Cerita yang tersisa sepanjang Magelang-Purworejo

Betapa sulitnya mengumpulkan nafas untuk mulai menulis lagi setelah sekian lama absen, ada saja halangannya, kena diarelah, sakit kepala karena masuk anginlah, deadline setoran proposal tesis, dan ketiban proyek pembuatan website yang benar-benar mendesak. Ah, akhirnya Alhamdulillah jari-jemari ini kembali mau menari di atas keyboard, menterjemahkan tiap kelebatan memory di otakku menjadi kalimat-kalimat untuk memuaskan dahagaku berkeluh kesah dan bercerita tentang kehidupanku….


Kegiatan residensi dari kampus telah berakhir minggu kemarin, acaranya sendiri diadakan di Dinas Kesehatan Kabupaten Purworejo Jawa Tengah, tetapi aku dan kedua teman yang perempuan sengaja memilih menginap di Magelang di rumah orang tua temanku, walaupun agak sedikit jauh dari Purworejo tetapi demi untuk kenyamanan kami memutuskan pulang-pergi Magelang-Purworejo. Jadilah tiga hari itu kami merepotkan ibu temanku yang sudah sepuh, tapi seperti kebanyakan orang-orang tua yang lain tidak bisa berdiam diri. Sedangkan teman-teman yang laki-laki menginap di rumah orang tua temanku yg lain di Purworejo, yang juga hanya tinggal berdua saja.

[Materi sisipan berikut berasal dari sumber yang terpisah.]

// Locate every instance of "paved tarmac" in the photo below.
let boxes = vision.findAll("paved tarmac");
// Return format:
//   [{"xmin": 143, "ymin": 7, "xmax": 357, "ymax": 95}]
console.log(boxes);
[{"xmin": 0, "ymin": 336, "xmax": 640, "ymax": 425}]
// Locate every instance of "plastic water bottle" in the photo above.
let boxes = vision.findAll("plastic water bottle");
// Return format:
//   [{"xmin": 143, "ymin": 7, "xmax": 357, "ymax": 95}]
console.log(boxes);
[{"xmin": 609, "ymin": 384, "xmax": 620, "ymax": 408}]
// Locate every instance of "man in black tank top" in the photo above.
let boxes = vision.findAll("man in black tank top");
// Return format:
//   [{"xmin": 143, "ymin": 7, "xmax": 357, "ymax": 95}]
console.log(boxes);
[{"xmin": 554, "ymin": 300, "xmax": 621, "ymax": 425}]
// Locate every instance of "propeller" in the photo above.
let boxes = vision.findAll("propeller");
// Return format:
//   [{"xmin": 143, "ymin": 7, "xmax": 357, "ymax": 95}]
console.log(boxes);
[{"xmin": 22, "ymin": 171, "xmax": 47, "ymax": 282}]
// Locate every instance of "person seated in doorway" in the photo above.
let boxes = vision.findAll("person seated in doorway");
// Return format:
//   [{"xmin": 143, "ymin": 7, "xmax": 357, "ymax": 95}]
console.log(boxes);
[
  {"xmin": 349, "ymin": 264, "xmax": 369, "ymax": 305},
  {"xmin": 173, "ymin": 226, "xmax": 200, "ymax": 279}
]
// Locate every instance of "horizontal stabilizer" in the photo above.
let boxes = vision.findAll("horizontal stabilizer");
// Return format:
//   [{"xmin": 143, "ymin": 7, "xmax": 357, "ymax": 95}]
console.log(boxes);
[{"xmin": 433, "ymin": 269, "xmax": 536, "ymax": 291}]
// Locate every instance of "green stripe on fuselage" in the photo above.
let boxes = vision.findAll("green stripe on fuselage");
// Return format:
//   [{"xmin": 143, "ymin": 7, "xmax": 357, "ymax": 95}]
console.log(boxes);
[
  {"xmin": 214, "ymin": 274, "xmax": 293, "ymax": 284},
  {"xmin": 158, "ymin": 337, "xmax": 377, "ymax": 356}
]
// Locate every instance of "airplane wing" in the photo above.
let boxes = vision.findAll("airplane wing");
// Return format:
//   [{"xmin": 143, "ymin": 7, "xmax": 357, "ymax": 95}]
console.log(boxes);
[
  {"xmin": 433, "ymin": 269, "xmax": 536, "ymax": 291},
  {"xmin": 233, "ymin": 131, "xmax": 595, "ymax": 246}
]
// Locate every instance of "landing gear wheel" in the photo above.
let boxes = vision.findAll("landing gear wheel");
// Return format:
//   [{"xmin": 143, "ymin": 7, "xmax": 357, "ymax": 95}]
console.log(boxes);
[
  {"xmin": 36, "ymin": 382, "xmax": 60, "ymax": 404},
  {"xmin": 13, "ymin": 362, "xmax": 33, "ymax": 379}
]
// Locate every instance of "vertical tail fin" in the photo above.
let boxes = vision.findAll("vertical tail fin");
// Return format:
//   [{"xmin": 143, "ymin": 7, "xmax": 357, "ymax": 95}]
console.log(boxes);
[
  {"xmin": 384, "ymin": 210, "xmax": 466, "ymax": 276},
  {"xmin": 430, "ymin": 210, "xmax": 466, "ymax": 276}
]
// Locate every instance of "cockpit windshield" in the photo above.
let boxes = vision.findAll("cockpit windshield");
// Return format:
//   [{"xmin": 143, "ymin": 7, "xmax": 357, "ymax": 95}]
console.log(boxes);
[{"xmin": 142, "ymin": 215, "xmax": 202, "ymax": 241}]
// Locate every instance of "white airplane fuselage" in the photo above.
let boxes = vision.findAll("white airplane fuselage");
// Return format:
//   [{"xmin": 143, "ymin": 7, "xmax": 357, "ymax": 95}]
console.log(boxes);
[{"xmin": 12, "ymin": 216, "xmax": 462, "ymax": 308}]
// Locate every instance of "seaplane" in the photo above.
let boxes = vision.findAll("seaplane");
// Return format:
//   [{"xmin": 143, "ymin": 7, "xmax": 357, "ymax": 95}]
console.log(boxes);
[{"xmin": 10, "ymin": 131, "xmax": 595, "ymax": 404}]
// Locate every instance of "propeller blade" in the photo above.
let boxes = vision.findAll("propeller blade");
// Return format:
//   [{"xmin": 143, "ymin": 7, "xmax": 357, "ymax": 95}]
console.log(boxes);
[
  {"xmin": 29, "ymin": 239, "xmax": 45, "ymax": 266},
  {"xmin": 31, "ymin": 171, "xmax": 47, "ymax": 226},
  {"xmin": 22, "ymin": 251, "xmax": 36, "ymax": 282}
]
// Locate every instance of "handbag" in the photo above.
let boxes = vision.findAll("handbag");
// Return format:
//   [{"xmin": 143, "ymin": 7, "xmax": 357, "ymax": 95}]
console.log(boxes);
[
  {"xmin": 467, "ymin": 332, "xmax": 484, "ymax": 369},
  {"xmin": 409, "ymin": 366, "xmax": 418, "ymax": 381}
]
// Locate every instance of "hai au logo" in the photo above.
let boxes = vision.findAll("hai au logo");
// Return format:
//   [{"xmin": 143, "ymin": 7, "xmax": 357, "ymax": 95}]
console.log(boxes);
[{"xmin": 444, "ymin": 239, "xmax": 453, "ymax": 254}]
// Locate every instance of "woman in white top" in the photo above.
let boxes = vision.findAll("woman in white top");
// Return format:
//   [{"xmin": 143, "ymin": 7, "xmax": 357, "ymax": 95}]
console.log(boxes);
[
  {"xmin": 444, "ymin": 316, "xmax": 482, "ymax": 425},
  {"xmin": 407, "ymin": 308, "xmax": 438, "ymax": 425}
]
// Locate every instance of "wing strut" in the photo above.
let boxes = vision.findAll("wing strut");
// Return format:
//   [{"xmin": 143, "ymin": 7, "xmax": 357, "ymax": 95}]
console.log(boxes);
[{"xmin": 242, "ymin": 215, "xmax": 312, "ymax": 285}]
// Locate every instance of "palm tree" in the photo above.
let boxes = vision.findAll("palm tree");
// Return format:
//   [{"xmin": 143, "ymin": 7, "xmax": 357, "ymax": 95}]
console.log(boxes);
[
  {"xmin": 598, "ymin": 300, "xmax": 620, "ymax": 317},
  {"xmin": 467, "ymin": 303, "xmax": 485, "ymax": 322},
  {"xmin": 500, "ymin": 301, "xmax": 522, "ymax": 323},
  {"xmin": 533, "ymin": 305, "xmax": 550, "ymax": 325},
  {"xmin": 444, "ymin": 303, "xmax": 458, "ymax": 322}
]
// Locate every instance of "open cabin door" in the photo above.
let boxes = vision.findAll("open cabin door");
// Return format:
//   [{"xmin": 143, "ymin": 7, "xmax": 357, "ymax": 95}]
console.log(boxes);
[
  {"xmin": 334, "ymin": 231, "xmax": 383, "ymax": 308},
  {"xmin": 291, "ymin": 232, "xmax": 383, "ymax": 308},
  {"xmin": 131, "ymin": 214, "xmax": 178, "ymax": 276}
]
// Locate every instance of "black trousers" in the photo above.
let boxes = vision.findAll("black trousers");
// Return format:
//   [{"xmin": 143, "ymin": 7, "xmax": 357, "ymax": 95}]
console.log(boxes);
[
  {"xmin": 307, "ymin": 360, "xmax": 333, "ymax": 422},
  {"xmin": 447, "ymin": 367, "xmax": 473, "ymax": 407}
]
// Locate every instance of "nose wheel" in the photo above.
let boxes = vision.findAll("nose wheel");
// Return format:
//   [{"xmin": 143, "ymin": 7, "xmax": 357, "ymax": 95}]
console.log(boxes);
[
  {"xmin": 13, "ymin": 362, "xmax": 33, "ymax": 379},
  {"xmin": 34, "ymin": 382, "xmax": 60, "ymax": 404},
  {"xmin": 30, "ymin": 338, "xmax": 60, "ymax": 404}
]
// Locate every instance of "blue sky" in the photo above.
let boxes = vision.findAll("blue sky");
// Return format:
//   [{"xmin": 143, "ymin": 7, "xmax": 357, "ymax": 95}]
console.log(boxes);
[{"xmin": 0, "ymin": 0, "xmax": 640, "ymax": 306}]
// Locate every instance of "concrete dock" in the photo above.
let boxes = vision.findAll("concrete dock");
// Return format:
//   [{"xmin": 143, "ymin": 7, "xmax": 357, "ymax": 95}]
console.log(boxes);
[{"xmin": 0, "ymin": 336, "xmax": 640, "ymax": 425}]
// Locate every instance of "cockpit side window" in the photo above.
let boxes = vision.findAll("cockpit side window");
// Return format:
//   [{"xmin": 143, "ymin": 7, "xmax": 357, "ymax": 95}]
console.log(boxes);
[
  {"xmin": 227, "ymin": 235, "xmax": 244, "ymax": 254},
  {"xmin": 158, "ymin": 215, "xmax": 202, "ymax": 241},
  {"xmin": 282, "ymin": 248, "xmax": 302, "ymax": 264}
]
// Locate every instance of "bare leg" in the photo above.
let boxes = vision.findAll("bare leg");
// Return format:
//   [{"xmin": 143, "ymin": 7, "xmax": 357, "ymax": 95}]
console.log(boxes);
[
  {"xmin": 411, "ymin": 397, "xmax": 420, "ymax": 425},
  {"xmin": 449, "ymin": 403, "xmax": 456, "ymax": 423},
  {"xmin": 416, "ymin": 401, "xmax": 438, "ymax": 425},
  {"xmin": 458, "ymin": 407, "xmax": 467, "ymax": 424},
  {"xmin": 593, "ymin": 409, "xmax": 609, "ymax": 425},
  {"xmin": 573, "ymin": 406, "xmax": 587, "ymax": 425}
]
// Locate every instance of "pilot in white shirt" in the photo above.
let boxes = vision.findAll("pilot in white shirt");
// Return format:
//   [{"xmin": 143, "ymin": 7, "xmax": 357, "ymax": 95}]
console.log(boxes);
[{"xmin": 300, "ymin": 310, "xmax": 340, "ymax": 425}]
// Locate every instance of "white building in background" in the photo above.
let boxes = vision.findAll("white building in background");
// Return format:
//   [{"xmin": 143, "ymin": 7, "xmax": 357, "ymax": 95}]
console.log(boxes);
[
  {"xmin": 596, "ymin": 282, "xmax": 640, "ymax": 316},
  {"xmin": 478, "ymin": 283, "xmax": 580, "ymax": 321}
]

Setiap pagi jam tujuh kami mulai menunggu bus menuju Purworejo di pinggir jalan yang membingkai persawahan yang menghijau. Aneh juga padahal Kabupaten Magelang cukup dekat jaraknya dengan Gunung Merapi yang baru meletus, tapi hanya sedikit terkena abu merapi. Suasana pagi begitu sejuk karena Magelang dijaga gunung-gunung disekelilingya, Gunung Bukit Menoreh, Gunung Sumbi , Gunung Merbabu dan Gunung Merapi, setiap pagi mereka selalu berlomba memamerkan keperkasaan puncaknya kecuali Gunung Merapi yang masih bersembunyi di balik awan mungkin dia masih marah, entahlah...Selama tiga hari itu aku berharap agar cuaca cerah, dengan begitu aku bisa melihat gunung merapi dari pinggir jalan, tetapi rupanya Merapi enggan memunculkan dirinya karena mendung tebal selalu menyelimuti Kabupaten Magelang setiap pagi. Sepanjang perjalanan aku bisa menyaksikan sisa-sisa abu merapi yang menempel di dedaunan, pohon kelapa, pohon pisang dan rumpun bambu yang tampak paling menderita tersaput abu merapi. Di Purworejo jalanan bahkan memutih tertutup abu, lebih tebal daripada di Kabupaten Magelang. Kami menjejakkan kaki di Dinas Kesehatan Purworejo, sepatu dan rokku memutih  tersaput abu, tapi aku menikmatinya, kapan lagi bisa main abu seperti ini...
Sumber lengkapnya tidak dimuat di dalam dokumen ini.